Last month, Netanyahu was publicly panic-stricken by the prospect of an ICC prosecution, and reportedly appealed to his ally Biden to intervene in any potential international legal action against Israel.
The ICC investigation into Palestine was opposed by the US and UK before it opened in 2021, and both states have supported Israel’s right to defend itself even as the scale of death and destruction in Gaza has led to protests and political fallout at home.
“We reject the prosecutor’s equivalence of Israel with Hamas,” said the US secretary of state, Antony Blinken. “The ICC arrest decisions could jeopardise efforts to reach a ceasefire agreement, hostage deal and to increase humanitarian aid in Gaza.”
A UK government spokesperson said that London “does not believe that seeking warrants will help get hostages out, get aid in, or deliver a sustainable ceasefire”.
Daniel Machover, a co-founder of Lawyers for Palestinian Human Rights, said: “This is massive news, albeit the wait to get to this point has been too long. The rule of law must now be upheld. The list of potential Israeli defendants is insufficient and the international crimes associated with settlements in the West Bank are notably absent but hopefully the ICC chamber will grant the application as soon as possible and more charges and defendants will be added.
“While not a single life has yet been saved or injury prevented through the application of the rule of criminal law, let’s hope for a deterrent effect from now.”
Condemnation of Khan’s decision from across the Israeli political spectrum was swift. The Israeli opposition leader, Yair Lapid, called the ICC’s actions a “disaster”.

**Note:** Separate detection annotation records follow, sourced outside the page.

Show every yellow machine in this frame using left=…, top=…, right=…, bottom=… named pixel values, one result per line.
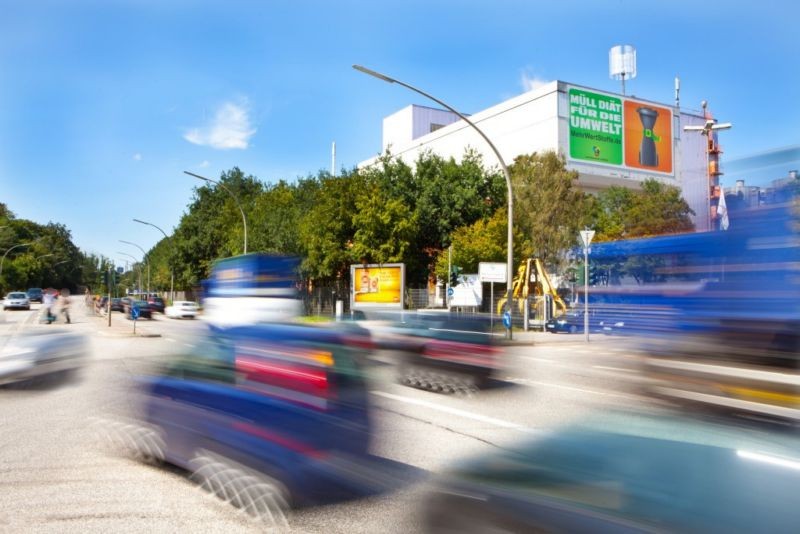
left=497, top=258, right=567, bottom=317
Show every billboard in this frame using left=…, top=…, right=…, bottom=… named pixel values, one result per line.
left=350, top=263, right=405, bottom=309
left=568, top=87, right=673, bottom=174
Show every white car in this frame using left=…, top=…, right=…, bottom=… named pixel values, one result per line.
left=3, top=291, right=31, bottom=310
left=164, top=300, right=199, bottom=319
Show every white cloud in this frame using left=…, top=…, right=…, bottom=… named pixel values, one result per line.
left=520, top=69, right=552, bottom=91
left=183, top=102, right=256, bottom=150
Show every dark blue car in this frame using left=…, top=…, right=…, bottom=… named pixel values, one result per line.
left=138, top=324, right=370, bottom=515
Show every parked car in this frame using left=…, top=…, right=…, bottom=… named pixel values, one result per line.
left=3, top=291, right=31, bottom=310
left=125, top=300, right=153, bottom=319
left=164, top=300, right=199, bottom=319
left=423, top=413, right=800, bottom=533
left=147, top=296, right=164, bottom=313
left=28, top=287, right=44, bottom=302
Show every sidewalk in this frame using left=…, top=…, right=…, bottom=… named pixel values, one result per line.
left=83, top=303, right=161, bottom=337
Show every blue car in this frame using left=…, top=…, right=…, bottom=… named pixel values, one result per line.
left=423, top=413, right=800, bottom=533
left=138, top=324, right=371, bottom=515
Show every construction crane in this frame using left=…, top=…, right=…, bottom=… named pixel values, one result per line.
left=497, top=258, right=567, bottom=316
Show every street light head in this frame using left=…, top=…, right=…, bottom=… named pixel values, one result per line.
left=353, top=65, right=396, bottom=83
left=183, top=171, right=217, bottom=184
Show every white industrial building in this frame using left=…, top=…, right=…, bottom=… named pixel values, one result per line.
left=359, top=81, right=718, bottom=231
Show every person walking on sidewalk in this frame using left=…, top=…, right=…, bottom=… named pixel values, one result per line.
left=59, top=289, right=70, bottom=324
left=42, top=289, right=56, bottom=324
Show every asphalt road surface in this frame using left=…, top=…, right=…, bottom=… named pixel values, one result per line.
left=0, top=304, right=655, bottom=533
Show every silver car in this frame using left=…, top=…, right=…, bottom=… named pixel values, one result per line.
left=0, top=329, right=89, bottom=385
left=3, top=291, right=31, bottom=310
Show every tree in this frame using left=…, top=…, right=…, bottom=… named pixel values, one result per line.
left=592, top=178, right=694, bottom=241
left=510, top=152, right=590, bottom=264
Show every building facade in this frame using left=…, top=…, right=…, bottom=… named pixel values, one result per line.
left=359, top=81, right=713, bottom=231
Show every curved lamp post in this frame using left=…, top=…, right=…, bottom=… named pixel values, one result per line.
left=117, top=251, right=142, bottom=296
left=0, top=242, right=33, bottom=292
left=133, top=219, right=175, bottom=301
left=119, top=243, right=150, bottom=297
left=353, top=65, right=514, bottom=339
left=183, top=171, right=247, bottom=254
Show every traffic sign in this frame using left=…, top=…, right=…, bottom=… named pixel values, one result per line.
left=581, top=230, right=594, bottom=248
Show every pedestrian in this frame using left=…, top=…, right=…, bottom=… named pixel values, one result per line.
left=42, top=289, right=56, bottom=324
left=59, top=289, right=70, bottom=324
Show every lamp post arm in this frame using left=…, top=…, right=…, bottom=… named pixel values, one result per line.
left=353, top=65, right=516, bottom=338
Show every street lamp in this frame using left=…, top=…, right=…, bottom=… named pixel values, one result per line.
left=353, top=65, right=514, bottom=339
left=117, top=251, right=142, bottom=291
left=0, top=243, right=33, bottom=292
left=119, top=243, right=150, bottom=297
left=133, top=219, right=175, bottom=301
left=183, top=171, right=247, bottom=254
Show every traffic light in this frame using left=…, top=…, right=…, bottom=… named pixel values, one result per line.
left=589, top=263, right=600, bottom=286
left=450, top=265, right=462, bottom=287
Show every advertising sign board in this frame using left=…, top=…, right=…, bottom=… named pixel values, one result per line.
left=449, top=274, right=483, bottom=307
left=568, top=87, right=674, bottom=174
left=350, top=263, right=405, bottom=310
left=478, top=261, right=507, bottom=284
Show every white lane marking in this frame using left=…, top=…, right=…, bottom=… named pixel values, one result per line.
left=509, top=378, right=639, bottom=399
left=371, top=391, right=536, bottom=433
left=592, top=365, right=637, bottom=373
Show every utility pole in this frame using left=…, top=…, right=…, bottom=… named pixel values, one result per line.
left=581, top=230, right=594, bottom=343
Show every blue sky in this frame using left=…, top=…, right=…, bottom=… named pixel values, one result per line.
left=0, top=0, right=800, bottom=259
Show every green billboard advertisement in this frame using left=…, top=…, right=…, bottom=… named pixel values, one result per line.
left=569, top=88, right=622, bottom=165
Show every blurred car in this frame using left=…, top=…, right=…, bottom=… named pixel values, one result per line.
left=28, top=287, right=44, bottom=302
left=137, top=324, right=371, bottom=510
left=424, top=414, right=800, bottom=533
left=0, top=329, right=89, bottom=384
left=380, top=314, right=502, bottom=392
left=544, top=309, right=603, bottom=334
left=125, top=300, right=153, bottom=319
left=3, top=291, right=31, bottom=310
left=147, top=296, right=164, bottom=313
left=164, top=300, right=199, bottom=319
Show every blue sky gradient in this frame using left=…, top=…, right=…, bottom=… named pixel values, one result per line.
left=0, top=0, right=800, bottom=258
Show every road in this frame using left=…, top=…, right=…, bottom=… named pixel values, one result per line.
left=0, top=299, right=646, bottom=533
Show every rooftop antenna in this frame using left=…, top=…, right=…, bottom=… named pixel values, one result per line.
left=331, top=141, right=336, bottom=178
left=608, top=45, right=636, bottom=96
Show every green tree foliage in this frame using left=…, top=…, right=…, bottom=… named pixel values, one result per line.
left=510, top=152, right=590, bottom=264
left=350, top=181, right=418, bottom=263
left=300, top=171, right=365, bottom=280
left=436, top=208, right=522, bottom=280
left=174, top=167, right=264, bottom=288
left=592, top=178, right=694, bottom=241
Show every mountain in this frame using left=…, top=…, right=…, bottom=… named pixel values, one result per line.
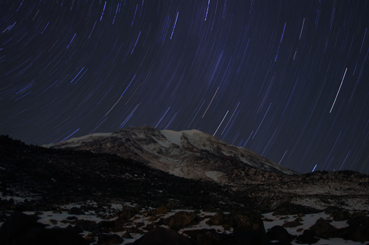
left=0, top=134, right=369, bottom=245
left=0, top=133, right=369, bottom=245
left=47, top=127, right=297, bottom=184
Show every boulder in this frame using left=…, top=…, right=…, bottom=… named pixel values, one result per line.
left=267, top=225, right=296, bottom=242
left=310, top=218, right=340, bottom=239
left=164, top=211, right=200, bottom=230
left=273, top=202, right=322, bottom=215
left=68, top=207, right=85, bottom=215
left=0, top=211, right=87, bottom=245
left=324, top=206, right=351, bottom=221
left=206, top=212, right=226, bottom=225
left=296, top=230, right=320, bottom=244
left=340, top=213, right=369, bottom=242
left=97, top=233, right=124, bottom=245
left=282, top=218, right=302, bottom=228
left=133, top=227, right=191, bottom=245
left=183, top=229, right=230, bottom=245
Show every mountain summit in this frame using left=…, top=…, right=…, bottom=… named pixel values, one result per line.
left=48, top=126, right=297, bottom=183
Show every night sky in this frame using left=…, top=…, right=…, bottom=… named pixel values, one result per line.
left=0, top=0, right=369, bottom=174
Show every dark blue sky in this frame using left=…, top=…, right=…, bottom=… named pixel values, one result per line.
left=0, top=0, right=369, bottom=174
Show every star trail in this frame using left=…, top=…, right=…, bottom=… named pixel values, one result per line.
left=0, top=0, right=369, bottom=174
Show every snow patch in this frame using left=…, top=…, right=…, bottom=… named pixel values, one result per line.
left=160, top=130, right=183, bottom=148
left=160, top=129, right=204, bottom=148
left=205, top=171, right=223, bottom=182
left=43, top=133, right=112, bottom=148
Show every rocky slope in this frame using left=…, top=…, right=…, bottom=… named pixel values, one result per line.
left=0, top=136, right=369, bottom=245
left=48, top=127, right=297, bottom=183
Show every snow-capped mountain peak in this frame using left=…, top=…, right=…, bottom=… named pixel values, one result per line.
left=50, top=127, right=296, bottom=183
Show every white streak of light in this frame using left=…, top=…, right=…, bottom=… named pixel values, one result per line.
left=213, top=110, right=229, bottom=136
left=329, top=68, right=347, bottom=113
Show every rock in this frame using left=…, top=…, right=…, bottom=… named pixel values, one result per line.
left=133, top=227, right=191, bottom=245
left=310, top=218, right=340, bottom=239
left=97, top=233, right=124, bottom=245
left=74, top=220, right=100, bottom=232
left=39, top=228, right=88, bottom=245
left=206, top=212, right=225, bottom=225
left=282, top=218, right=302, bottom=228
left=266, top=225, right=296, bottom=242
left=164, top=211, right=200, bottom=230
left=230, top=211, right=265, bottom=234
left=99, top=207, right=139, bottom=232
left=296, top=230, right=320, bottom=244
left=122, top=232, right=133, bottom=239
left=0, top=211, right=86, bottom=245
left=0, top=211, right=45, bottom=244
left=230, top=226, right=270, bottom=245
left=273, top=202, right=321, bottom=215
left=340, top=213, right=369, bottom=242
left=183, top=229, right=229, bottom=245
left=68, top=207, right=85, bottom=215
left=324, top=207, right=351, bottom=221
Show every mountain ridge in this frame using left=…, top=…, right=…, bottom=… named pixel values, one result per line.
left=48, top=126, right=298, bottom=183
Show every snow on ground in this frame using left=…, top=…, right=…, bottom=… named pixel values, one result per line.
left=0, top=203, right=363, bottom=245
left=160, top=130, right=183, bottom=148
left=263, top=212, right=363, bottom=245
left=205, top=171, right=224, bottom=182
left=160, top=129, right=201, bottom=148
left=43, top=133, right=112, bottom=148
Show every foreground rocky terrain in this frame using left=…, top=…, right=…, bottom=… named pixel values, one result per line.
left=0, top=133, right=369, bottom=244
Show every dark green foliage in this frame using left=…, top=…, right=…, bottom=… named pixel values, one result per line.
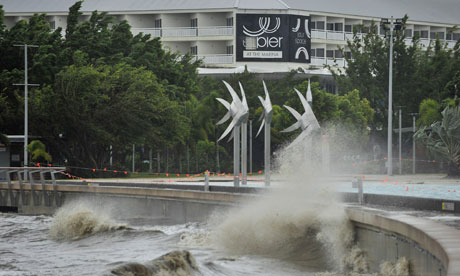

Benny Gantz, a former military chief and member of Israel’s war cabinet alongside Netanyahu and Gallant, criticised the ICC’s announcement, saying Israel fought with “one of the strictest” moral codes and had a “robust judiciary capable of investigating itself”.
Khan suggested heavily in his statement that Israel’s judicial system “shields suspects”. Last year’s conviction rate for Palestinians tried in Israeli military courts was 96%, while fewer than 1% of complaints against Israeli soldiers ended in a conviction, according to the US Department of State’s annual human rights report.
Hamas, too, was critical of Khan’s announcement. The ICC prosecutor’s decision “equates the victim with the executioner”, the senior Hamas official Sami Abu Zuhri told Reuters.
.The US Republican party is all but certain to pursue sanctions against members of the ICC as a result of Khan’s announcement; a dozen Republican senators wrote a letter earlier this month warning his office: “Target Israel and we will target you.”
Sanctions were levied by the Trump administration over the court’s investigations into Israel and US actions in Afghanistan, but later reversed by Joe Biden. In 2021, Khan decided to drop the US from the ICC’s Afghanistan file.
In his statement, Khan made clear he was aware of the historic importance and potential ramifications of the decision.
“If we do not demonstrate our willingness to apply the law equally, if it is seen as being applied selectively, we will be creating the conditions for its collapse,” he said.
“Now, more than ever, we must collectively demonstrate that international humanitarian law, the foundational baseline for human conduct during conflict, applies to all individuals and applies equally across the situations addressed by my office and the court. This is how we will prove, tangibly, that the lives of all human beings have equal value.”
Israel is facing two other major international legal cases over its actions towards Palestinians.
In December, South Africa filed a case against Israel at the international court of justice (ICJ), alleging that its campaign in Gaza breached the UN’s genocide convention, set up in 1948 in the aftermath of the Holocaust.
Israel denies those charges. The ICJ only hears cases between states, so it has no jurisdiction over Hamas.